当初、一年程度の在任期間を想定しておりましたが、思いもかけず長期にわたりました。そしてその分だけ普段から思い描いていた構想も実現する事ができました。数々の政策提言、法案提出を通じ将来への道筋を描く事はできたと思います。

戦後の日本の発展は『東洋の奇跡』とか『20世紀の奇跡』と世界から称されています。中国、インド、ブラジルなど新興国の追い上げを受けている今、我々は『21世紀の奇跡』を起こすための挑戦を開始しなければなりません。

20世紀の奇跡の背景には、教育水準の高い勤勉な国民の知恵と努力が逆境を順境に変える力になりました。お金もない、資源もない、国土も狭い日本が条件の悪さを嘆く事なく、資源がないという事は世界中の最良・最廉価の資源をふんだんに選択して使える強みへと変え、お金の無さは貯蓄の振興と効率的資本投下という知恵を生み出し、狭い国土は太平洋ベルト地帯という効率的産業基盤形成へと発展をしていきました。そして何より、知恵を共有するという日本民族の良き伝統的精神・チームワークがターボエンジンとなりました。

21世紀は 20世紀からパラダイムシフトが起きています。人口減少は消費力や労働力の低下へと繋がり、高齢化は資本の取り崩しへと繋がり、財政再建、環境エネルギー制約は経済成長への新しい制約要件となっています。大きな逆境の中で、これを順境に変えていく知恵と努力と協働が必要です。

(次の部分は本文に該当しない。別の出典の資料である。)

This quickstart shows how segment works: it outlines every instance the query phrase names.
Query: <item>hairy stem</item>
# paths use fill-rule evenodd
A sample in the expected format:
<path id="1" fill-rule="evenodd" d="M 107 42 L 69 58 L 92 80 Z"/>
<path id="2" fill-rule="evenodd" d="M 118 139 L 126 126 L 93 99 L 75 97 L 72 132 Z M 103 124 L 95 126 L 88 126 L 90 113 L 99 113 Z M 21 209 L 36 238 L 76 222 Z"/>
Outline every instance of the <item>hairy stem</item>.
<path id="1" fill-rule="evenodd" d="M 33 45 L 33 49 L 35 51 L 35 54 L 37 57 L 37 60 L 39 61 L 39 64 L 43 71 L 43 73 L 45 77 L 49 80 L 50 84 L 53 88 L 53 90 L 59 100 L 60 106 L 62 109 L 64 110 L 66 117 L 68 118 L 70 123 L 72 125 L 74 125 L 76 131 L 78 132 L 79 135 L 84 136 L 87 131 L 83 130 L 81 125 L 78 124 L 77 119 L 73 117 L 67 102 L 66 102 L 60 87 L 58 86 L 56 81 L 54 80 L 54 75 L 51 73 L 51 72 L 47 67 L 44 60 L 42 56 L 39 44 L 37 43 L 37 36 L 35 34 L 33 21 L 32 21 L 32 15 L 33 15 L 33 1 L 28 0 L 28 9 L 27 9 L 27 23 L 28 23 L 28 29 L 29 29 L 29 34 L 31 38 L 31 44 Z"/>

20世紀は借金を重ねながらした成長、21世紀は借金を返しながらする成長です。国内消費が減るならば、国内と同等に活動できる対象経済領域を拡大する。私が精魂を傾けた日・ASEAN 経済連携協定は、ついに発効します。これを東アジア全体の経済連携協定へと繋げていくシンクタンク (東アジア ASEAN 経済研究センター) も、ジャカルタに日本の出捐で設置が決まりました。

さらには日本と海外市場との関係をどう位置付けるかが極めて重要です。日本をイノベーションセンターとし、そこで開発された製品やサービスを海外市場に投入し、そこで上げた利益を日本に還流する。そのための装置を作るための来年度予算や税制改正に向けた政策提言も完了いたしました。

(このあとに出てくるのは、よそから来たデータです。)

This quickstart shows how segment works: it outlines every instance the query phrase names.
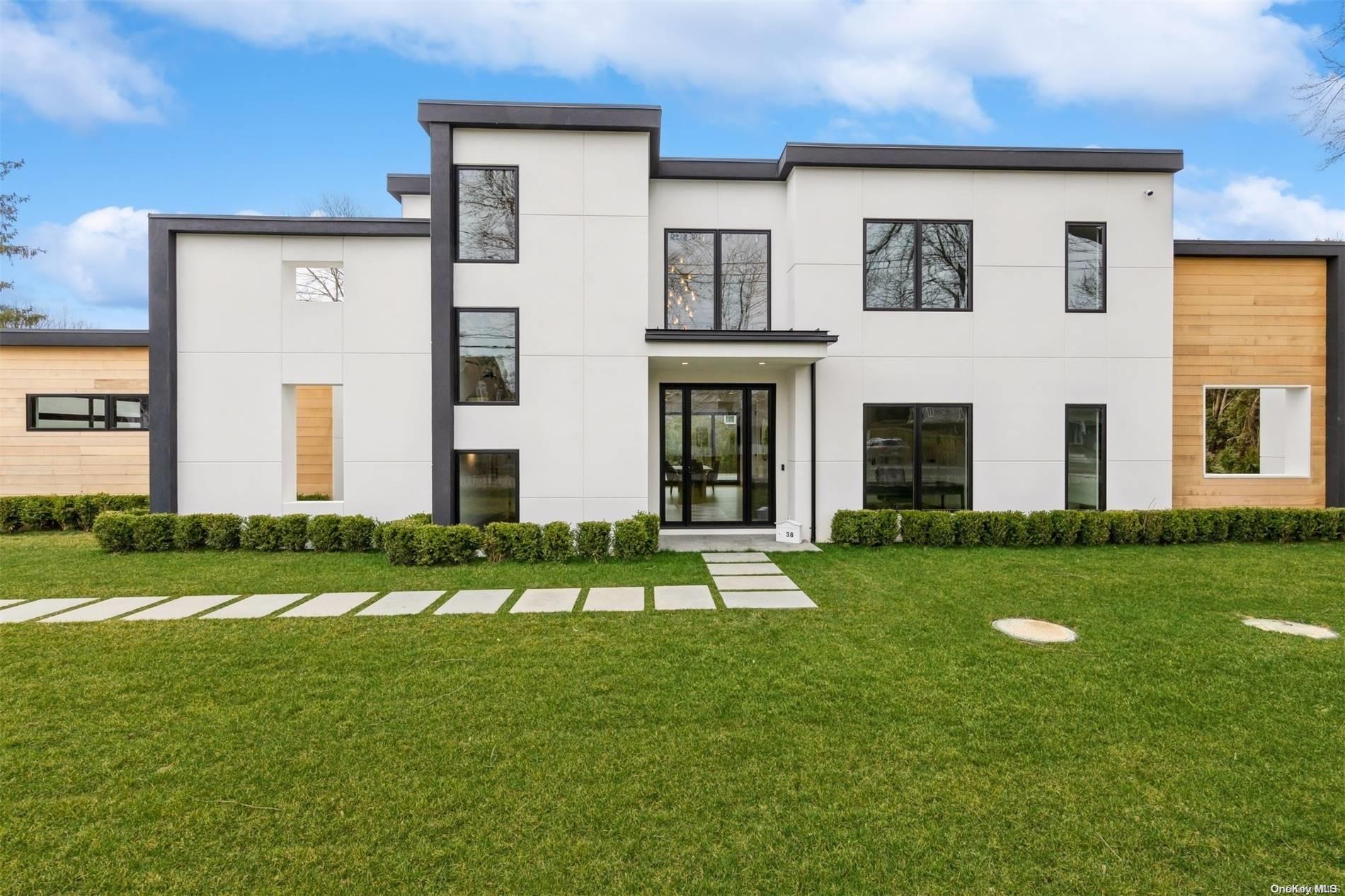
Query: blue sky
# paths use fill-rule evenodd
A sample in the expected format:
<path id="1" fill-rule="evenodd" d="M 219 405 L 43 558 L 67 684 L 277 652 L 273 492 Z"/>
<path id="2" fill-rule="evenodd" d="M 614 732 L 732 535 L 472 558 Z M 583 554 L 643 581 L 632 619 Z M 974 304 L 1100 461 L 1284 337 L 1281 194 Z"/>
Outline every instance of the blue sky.
<path id="1" fill-rule="evenodd" d="M 663 153 L 787 140 L 1181 148 L 1178 235 L 1345 234 L 1290 87 L 1336 0 L 870 4 L 0 0 L 0 157 L 26 167 L 7 300 L 140 327 L 144 214 L 395 215 L 418 98 L 663 106 Z"/>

5月 2日の読売新聞の一面トップに私の提案が掲載されました。海外に積み上げてある日本子会社の純利益 17兆円を日本に還流させ、それをイノベーション投資や国内賃金の引き上げなどに繋げていく。さらにはその資金還流とイノベーションを結びつける官民共同ファンド「イノベーション創造機構」の設立提案は、21世紀の奇跡を起こすための基本インフラです。

7年前に私が政策提言した「知的財産国家戦略」と相まって、必ずや数年後には、この閉塞感を打破し 21世紀の奇跡へと力強い歩みを始めると確信しています。何より忘れてならないのは、日本民族の良き伝統、チームワークです。
天才が 10人居てもそれだけでは奇跡は生まれません。トヨタ自動車を今日世界一に導いた力は、年 40万件に及ぶ全従業員からの改善提案であった事は、改めて我々が肝に命じることだと思います。

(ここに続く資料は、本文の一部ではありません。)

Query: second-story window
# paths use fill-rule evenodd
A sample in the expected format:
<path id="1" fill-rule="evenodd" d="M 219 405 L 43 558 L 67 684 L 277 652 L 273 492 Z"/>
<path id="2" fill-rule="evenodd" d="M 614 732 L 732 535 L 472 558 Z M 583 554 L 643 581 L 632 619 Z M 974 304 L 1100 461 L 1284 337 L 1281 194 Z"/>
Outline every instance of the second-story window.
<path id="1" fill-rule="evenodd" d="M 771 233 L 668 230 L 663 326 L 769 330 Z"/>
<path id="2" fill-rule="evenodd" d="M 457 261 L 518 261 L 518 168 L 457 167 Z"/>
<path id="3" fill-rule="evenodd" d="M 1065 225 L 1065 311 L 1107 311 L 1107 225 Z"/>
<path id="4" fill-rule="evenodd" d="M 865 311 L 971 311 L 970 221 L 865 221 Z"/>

私が国内に設置した 316ヶ所の地域力連携拠点は、地域中小企業が持つ技術やノウハウを市場へと繋げていくアドバイザーやプロデューサーを数多登録し地域金融機関・公設試、そして地域行政機関が集い連携をとる拠点です。行政機関を己がツールとして使い倒して、国内外の市場へと繋げていく拠点であります。

企業立地新法、地域資源活用法、甘利ファンド、知財戦略 AMARI プラン、農商工連携、中小企業事業承継抜本改革税制、資源外交、温暖化防止セクター別アプローチ等々数え上げればキリがありません。『史上最強の経済産業大臣!』 経産省若手官僚からの称号は私にとっての最高の勲章です。